Per ridare all’amore forza e spazio
che si effonda in baluginii di quadri
e renda netti i contorni e sicuri;
perché lieviti in aliti di frutti,
spinga lievi le tende trasparenti:
come vele le gonfi. E così pronti
c’introduca per rotte lunghe e nuove
a riscoprire lidi or quieti or aspri:
scomparsa è la paura ov’ei conduce.


Nella piazza grande

Nella piazza grande del mio paese
a volte chissà,
la gente ancora attende
per non restare sola.
Faccia di roccia ispida al mento
occhi grandi al riflesso di luna
sangue amaro del padre, dell’avo,
non senti il passo del domani.
Sotto il calice del crepuscolo
malinconia dipinge i volti di ricordi
nelle case vuote di silenzio sacre
ricostruisci il mondo come vuoi.
Sopra un letto di brace
abbandonato ai pensieri
non sai volare leggero:
preferisci precipitare.
Nella piazza grande del mio paese
con tanta gente che attende
io so restare solo
immembranato nel vuoto
un infinito gelido,
la mia persona.
Come voi, santoni delle nicchie,
ho teso uno sguardo nervoso,
ho atteggiato un falso naturale;
non voglio fare più male.
Oh santoni di pietra disarmati
il vostro odio è stato crudele
la vostra rabbia è stata miseria
tanto rossi gli occhi avete al sole.


Il giardino

Nino intervenne a spiegare la strana facciata della sua casa: a lato dell’ingresso s’innalzava, di poco obliquamente e ad angolo convesso rispetto a quello, come una grande edicola raffigurante l’immagine per intero della Vergine Consolatrice e antistante ad essa stava un’ara di pietra bianca su cui ardeva un fuoco vivo, continuamente alimentato: simbolo – diceva – dell’espiazione purificatrice della quotidiana corruzione.
Insisteva Nino sagacemente su quella collocazione delle fiamme così come le aveva volute suo figlio, il pittore: un preciso monito all’uomo che niente avrebbe potuto senza l’aiuto della Santissima Matri. I suoi occhi neri, come neri i riccioli del suo capo fino a qualche tempo fa, esprimevano una convinzione inconfutabile, tenace segno di fede tribolatamene conquistata.
Nino, o ziù Ni’ come ormai lo chiamava la gente del paese, tanto minuscolo quanto solido di nervatura e sveglio di mente, era diventato un uomo di massimo rispetto per i viddani suoi compaesani che stavano sazi solo se tre giorni della settimana riuscivano a ‘dduarisi come braccianti nelle campagne dei padroni.
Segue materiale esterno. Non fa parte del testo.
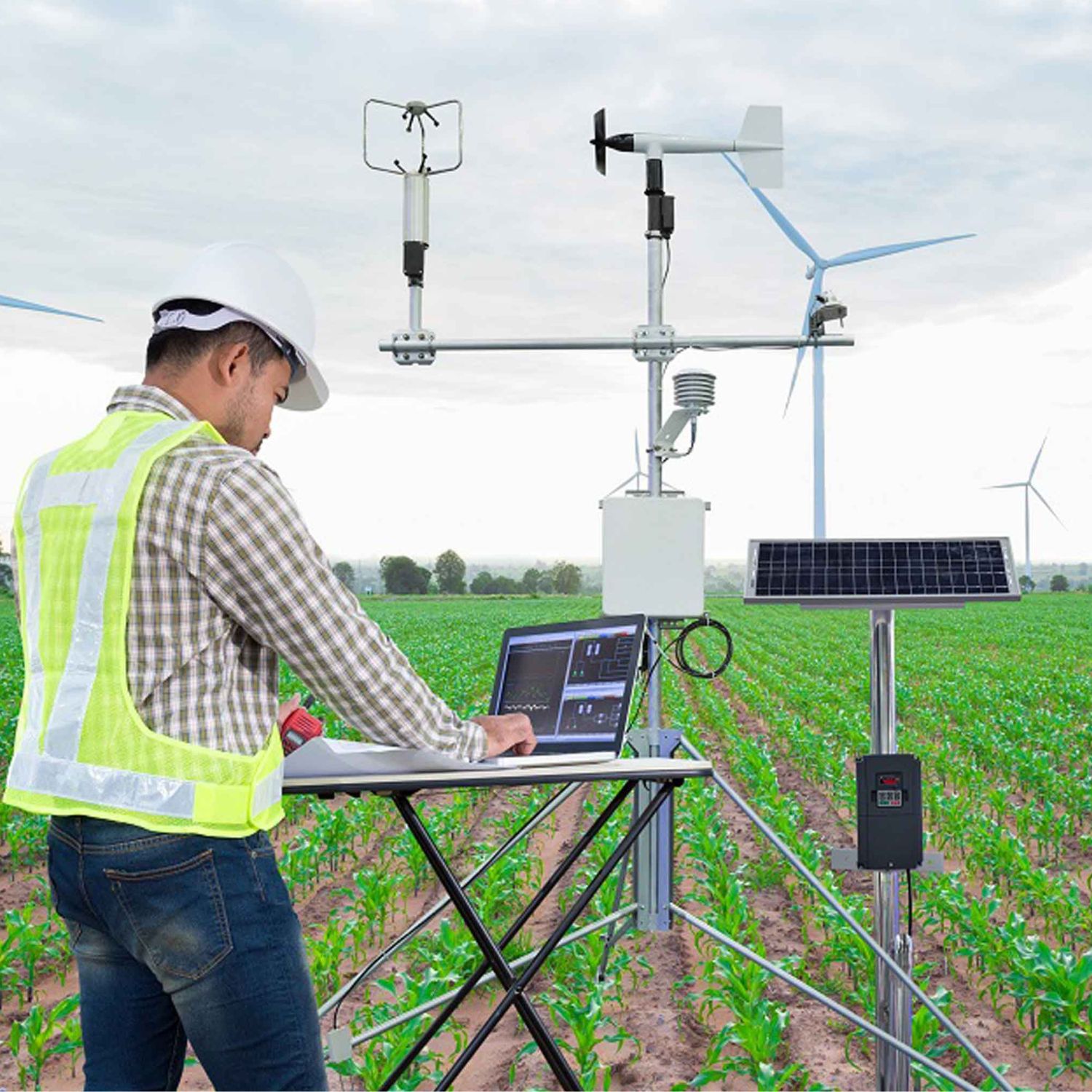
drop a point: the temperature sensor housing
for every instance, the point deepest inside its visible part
(889, 812)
Adesso viveva agiatamente dedicandosi al suo laboratorio di quartararu. Ma da giovane, Nino, era stato uno scapestrato, senza arte né parte, fino a quando non aveva deciso di dar pace all’armuzza santa di suo padre che gli era apparsa in sogno mentre piangeva di lui. Quella apparizione era stata uno sconquasso nella sua vita senza senso, piena di vizi e leggerezze. Per penitenza si diede a digiunare per mesi fino a ridursi secco come una forcella. E intanto aveva costretto il suo cervello a rintracciare la sua indole profonda e a configurarla nella sua nuova identità. Fu dopo questo tempo che lo ziù Ni’ divenne quello di adesso, con un filo di baffo sopra il labbro superiore, il suo sguardo incupito rivolto all’infinito, la sua fronte rugata sempre più incombente su quella faccia di vecchio saraceno.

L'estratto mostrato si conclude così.